Bericht 4. Quartal 2013

Weinheim, 14.01.2014

Strategiegruppe Schule-Beruf etabliert

Die im Frühjahr 2013 gegründete Strategiegruppe Übergang Schule-Beruf in Weinheim hat sich bis Jahresende gut etabliert. Sie wirkt als strategische Fachgruppe der Steuerungsgruppe Bildungsregion Weinheim (die alle bildungsbiografischen Übergänge von 0 bis ca. 25 Jahre bearbeitet) und präzisiert die Strategie für den Übergang Schule-Beruf.
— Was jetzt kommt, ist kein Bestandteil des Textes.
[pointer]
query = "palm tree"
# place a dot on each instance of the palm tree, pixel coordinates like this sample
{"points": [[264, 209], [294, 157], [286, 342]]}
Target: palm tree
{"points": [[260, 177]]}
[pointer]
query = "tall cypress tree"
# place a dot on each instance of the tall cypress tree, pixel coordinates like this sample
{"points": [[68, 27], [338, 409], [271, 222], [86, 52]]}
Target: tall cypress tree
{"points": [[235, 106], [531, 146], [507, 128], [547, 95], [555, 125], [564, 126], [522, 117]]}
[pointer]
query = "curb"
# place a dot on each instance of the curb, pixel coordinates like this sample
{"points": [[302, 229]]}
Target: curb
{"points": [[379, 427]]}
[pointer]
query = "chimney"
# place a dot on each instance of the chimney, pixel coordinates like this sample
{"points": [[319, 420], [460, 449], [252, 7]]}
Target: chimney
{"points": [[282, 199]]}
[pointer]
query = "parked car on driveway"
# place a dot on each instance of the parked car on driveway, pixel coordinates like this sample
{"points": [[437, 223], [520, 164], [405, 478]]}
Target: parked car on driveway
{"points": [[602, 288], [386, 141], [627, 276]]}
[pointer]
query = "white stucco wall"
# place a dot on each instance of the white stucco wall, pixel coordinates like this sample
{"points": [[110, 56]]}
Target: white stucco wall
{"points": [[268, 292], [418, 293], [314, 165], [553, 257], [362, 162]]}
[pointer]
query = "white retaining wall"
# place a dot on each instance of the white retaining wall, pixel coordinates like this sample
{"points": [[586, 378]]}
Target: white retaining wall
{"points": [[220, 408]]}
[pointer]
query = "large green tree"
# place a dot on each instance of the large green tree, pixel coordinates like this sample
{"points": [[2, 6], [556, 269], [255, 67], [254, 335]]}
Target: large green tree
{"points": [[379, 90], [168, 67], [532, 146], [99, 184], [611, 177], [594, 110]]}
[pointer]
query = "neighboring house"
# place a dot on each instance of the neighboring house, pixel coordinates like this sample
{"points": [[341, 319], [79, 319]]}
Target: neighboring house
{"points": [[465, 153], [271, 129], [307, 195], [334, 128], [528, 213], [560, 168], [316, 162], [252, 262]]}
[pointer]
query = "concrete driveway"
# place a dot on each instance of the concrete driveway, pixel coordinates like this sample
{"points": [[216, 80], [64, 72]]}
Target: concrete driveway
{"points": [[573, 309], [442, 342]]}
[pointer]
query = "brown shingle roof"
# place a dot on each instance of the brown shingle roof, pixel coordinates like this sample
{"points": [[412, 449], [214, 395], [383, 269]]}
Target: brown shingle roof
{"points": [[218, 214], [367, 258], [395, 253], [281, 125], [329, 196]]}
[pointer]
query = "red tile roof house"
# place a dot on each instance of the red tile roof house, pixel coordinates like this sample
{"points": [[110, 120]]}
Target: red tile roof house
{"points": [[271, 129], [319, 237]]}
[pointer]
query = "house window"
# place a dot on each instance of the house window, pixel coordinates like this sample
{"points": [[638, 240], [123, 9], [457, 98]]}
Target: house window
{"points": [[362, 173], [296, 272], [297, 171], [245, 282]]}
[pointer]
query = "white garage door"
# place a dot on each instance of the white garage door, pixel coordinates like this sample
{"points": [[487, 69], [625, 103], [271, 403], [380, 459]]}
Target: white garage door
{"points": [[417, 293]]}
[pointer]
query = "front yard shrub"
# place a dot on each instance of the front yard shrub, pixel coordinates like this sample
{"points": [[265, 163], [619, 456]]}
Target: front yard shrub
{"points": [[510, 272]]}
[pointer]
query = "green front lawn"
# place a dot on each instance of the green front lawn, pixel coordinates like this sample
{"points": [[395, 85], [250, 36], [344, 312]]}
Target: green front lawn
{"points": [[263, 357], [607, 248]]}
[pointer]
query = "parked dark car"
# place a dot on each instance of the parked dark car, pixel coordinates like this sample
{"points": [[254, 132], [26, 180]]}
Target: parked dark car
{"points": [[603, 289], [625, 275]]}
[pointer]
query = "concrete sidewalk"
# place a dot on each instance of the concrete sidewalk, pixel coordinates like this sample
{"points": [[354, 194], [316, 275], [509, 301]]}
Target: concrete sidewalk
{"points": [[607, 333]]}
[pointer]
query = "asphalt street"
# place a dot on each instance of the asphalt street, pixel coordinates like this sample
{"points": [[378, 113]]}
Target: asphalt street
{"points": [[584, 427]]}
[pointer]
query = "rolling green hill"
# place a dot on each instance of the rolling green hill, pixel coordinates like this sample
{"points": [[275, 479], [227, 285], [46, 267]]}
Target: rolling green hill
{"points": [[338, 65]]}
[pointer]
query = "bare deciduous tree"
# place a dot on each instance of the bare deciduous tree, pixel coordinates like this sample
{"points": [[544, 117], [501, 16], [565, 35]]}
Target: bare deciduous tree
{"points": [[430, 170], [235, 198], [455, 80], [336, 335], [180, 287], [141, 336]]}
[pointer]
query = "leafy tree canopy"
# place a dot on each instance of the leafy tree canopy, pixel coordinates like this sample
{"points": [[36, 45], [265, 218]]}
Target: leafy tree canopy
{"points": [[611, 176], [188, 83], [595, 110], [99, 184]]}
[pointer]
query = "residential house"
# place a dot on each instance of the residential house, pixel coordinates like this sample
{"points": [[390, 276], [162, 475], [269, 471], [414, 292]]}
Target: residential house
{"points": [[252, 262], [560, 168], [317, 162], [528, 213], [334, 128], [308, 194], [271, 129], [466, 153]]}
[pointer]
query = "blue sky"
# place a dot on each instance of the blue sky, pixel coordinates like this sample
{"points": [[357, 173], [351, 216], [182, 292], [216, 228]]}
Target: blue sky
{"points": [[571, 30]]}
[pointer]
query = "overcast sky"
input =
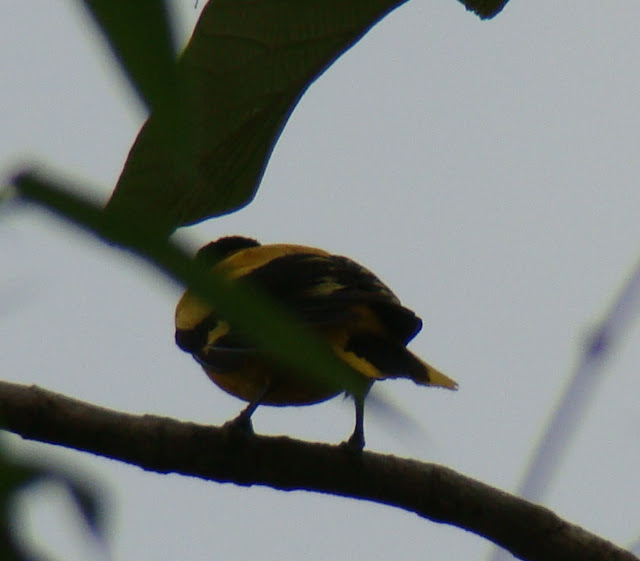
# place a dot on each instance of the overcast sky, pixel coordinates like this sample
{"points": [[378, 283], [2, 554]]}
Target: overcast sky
{"points": [[487, 171]]}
In ihr vertreten sind, jeweils auf Leitungsebene, neben dem Oberbürgermeister der Stadt Weinheim, die IHK, die HWK, die Arbeitsagentur, das Staatliche Schulamt, die regionale Jugendberufshilfe, die kommunale Jugendarbeit, die Elternberatung des Bildungsbüros und die geschäftsführende Rektorin der Weinheimer Schulen. Die Geschäfte der Strategiegruppe führt das kommunale Koordinierungsbüro.
Konstituiert wurde die Strategiegruppe auf Anregung von Oberbürgermeister Bernhard und dem Vorsitzenden der Geschäftsführung der Arbeitsagentur Heidelberg, Herrn Heckmann, als weiterer Schritt zur kontinuierlichen Abstimmung; so, wie im April 2012 in der Kooperationsvereinbarung zwischen Kommune und Arbeitsagentur vereinbart.
Dabei legt die Strategiegruppe Übergang Schule-Beruf ihrer Arbeit das 2011 verabschiedete Leitbild der Steuerungsgruppe der Bildungsregion Weinheim zugrunde.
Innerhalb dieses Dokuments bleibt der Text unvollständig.